La presentazione della nostra ricerca sottolinea opportunamente l’importanza di alcuni strumenti per la promozione dell’occupabilità transatlantica, in primis gli investimenti pubblici e privati nel capitale umano nelle varie forme: dalla educazione di base a quella professionale continua, a quella finalizzata alla ricollocazione. Va sottolineata l’ urgenza di rafforzare in particolare, oltre alla educazione di base, gli strumenti di alternanza scuola /lavoro che si sono rivelati decisivi, specie in alcuni paesi europei, per favorire l’accesso dei giovani al lavoro.
Un’area di ricerca relativamente nuova riguarda la promozione della mobilità geografica dei lavoratori, che nel mondo globale costituisce una strada maestra per l’arricchimento delle opportunità di impiego e insieme uno strumento di miglioramento e ottimizzazione del funzionamento del mercato del lavoro. Le iniziative avviate in Europa, anche con il sostegno della Commissione Europea, potrebbero giovarsi delle esperienze proprie degli Stati Uniti.

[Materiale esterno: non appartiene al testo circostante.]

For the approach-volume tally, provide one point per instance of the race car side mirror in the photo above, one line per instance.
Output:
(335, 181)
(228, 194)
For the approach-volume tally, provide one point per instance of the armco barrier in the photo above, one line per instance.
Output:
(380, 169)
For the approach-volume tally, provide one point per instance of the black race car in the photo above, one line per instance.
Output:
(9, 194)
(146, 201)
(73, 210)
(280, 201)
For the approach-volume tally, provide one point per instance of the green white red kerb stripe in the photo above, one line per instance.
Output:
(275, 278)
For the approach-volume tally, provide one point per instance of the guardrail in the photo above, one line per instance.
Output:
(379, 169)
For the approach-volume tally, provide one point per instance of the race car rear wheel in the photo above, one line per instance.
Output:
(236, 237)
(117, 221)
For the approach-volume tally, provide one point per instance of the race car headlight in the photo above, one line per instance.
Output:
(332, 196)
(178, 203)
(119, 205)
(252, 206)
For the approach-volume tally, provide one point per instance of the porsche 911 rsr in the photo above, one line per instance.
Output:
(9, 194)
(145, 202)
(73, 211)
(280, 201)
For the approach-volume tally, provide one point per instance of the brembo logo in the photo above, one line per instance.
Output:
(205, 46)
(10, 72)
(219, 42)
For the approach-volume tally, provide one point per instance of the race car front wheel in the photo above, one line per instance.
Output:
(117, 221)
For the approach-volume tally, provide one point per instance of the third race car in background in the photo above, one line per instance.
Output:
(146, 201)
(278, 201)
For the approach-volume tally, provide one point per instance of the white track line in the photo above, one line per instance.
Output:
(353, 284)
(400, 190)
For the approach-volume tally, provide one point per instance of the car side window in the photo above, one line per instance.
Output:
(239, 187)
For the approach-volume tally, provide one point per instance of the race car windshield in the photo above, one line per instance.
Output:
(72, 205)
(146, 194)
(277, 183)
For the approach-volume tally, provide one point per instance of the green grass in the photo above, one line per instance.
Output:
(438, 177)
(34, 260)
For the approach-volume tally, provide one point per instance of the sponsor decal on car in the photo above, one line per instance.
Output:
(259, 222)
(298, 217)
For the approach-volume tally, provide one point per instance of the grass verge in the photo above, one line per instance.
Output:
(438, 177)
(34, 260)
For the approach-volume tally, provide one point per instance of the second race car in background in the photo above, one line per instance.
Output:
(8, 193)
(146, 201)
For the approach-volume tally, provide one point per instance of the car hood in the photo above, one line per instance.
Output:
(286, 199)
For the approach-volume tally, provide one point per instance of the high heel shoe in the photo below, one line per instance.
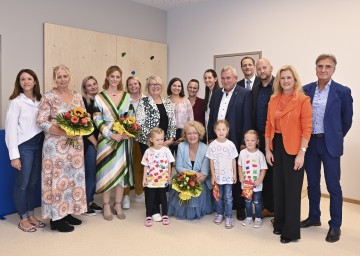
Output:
(106, 210)
(61, 226)
(120, 215)
(72, 220)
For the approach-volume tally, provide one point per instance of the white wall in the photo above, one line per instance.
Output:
(21, 30)
(287, 32)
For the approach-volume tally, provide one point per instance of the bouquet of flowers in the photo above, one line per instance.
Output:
(75, 122)
(187, 184)
(248, 189)
(125, 124)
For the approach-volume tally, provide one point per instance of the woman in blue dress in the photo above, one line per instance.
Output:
(191, 157)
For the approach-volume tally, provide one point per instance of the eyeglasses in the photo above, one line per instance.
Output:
(154, 85)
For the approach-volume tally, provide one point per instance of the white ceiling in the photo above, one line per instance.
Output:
(167, 4)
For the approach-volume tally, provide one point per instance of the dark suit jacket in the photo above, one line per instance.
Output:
(241, 83)
(238, 114)
(255, 94)
(337, 117)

Al riguardo vanno analizzate le forme giuridiche e organizzative per favorire tale mobilità, approfondendo le aree indicate nella traccia di ricerca: come facilitare i distacchi dei lavoratori fra imprese operanti nei due continenti sulla base dei principi della direttiva europea in proposito; come rimuovere gli ostacoli derivanti dalla non connessione fra i sistemi di sicurezza sociale, prevedendo in particolare forme di totalizzazione dei contributi; quali regimi speciali di cittadinanza istituire ai fini dell’ingresso nei paesi transatlantici; come attuare scambi di informazioni sistematiche e di banche dati comuni, (una sorta di Eures transatlantico).
Le aree della regolazione dei rapporti di lavoro e delle relazioni industriali richiederanno un’attenzione particolare, per la loro “sensibilità” sociale e per la necessità di evitare approcci ideologici e unilaterali.

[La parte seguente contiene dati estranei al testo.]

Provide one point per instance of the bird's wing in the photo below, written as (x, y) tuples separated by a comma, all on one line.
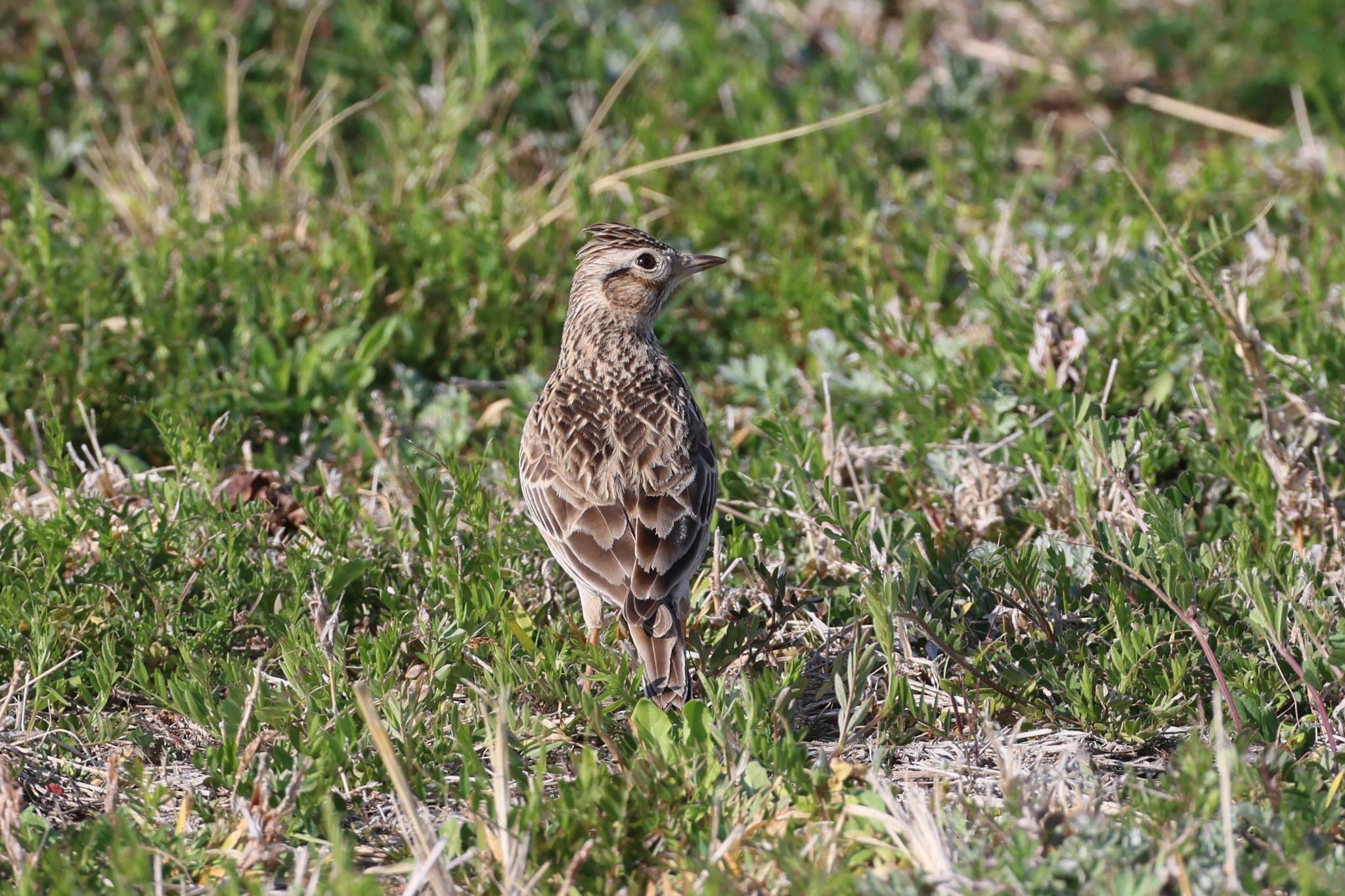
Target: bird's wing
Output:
[(588, 538), (636, 548)]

2. La complessità e il livello di sviluppo degli ordinamenti del lavoro dei due continenti richiedono un approccio diverso e più articolato di quello che ha ispirato la elaborazione delle clausole sociali in molti degli accordi commerciali fra paesi a diverso grado di sviluppo.
L’impegno a evitare forme di concorrenza al ribasso e di social dumping deve essere condiviso anche fra i due partner transatlantici. Ma esso ha implicazioni che vanno oltre il rispetto dei quattro “core labor standards” dell’ILO. L’impostazione sociale del TTIP deve perseguire obiettivi più ambiziosi, orientati alla diffusione in tutti i paesi interessati degli orientamenti insiti nel concetto di decent work e sanciti anche dalla carta costituzionale europea: “fondamental principles and right at work, International labor standards, employment and income opportunities; protection and social security; social dialogue and tripartism”.
L’approccio non può essere rigidamente prescrittivo in vista di una armonizzazione degli standard, nè tantomeno sanzionatorio per la violazione degli standard predefiniti.
Deve avere carattere promozionale rispetto a obiettivi concordemente individuati, con la definizione di tempi e di percorsi per l’avvicinamento agli obiettivi che possono essere diversi per i vari paesi.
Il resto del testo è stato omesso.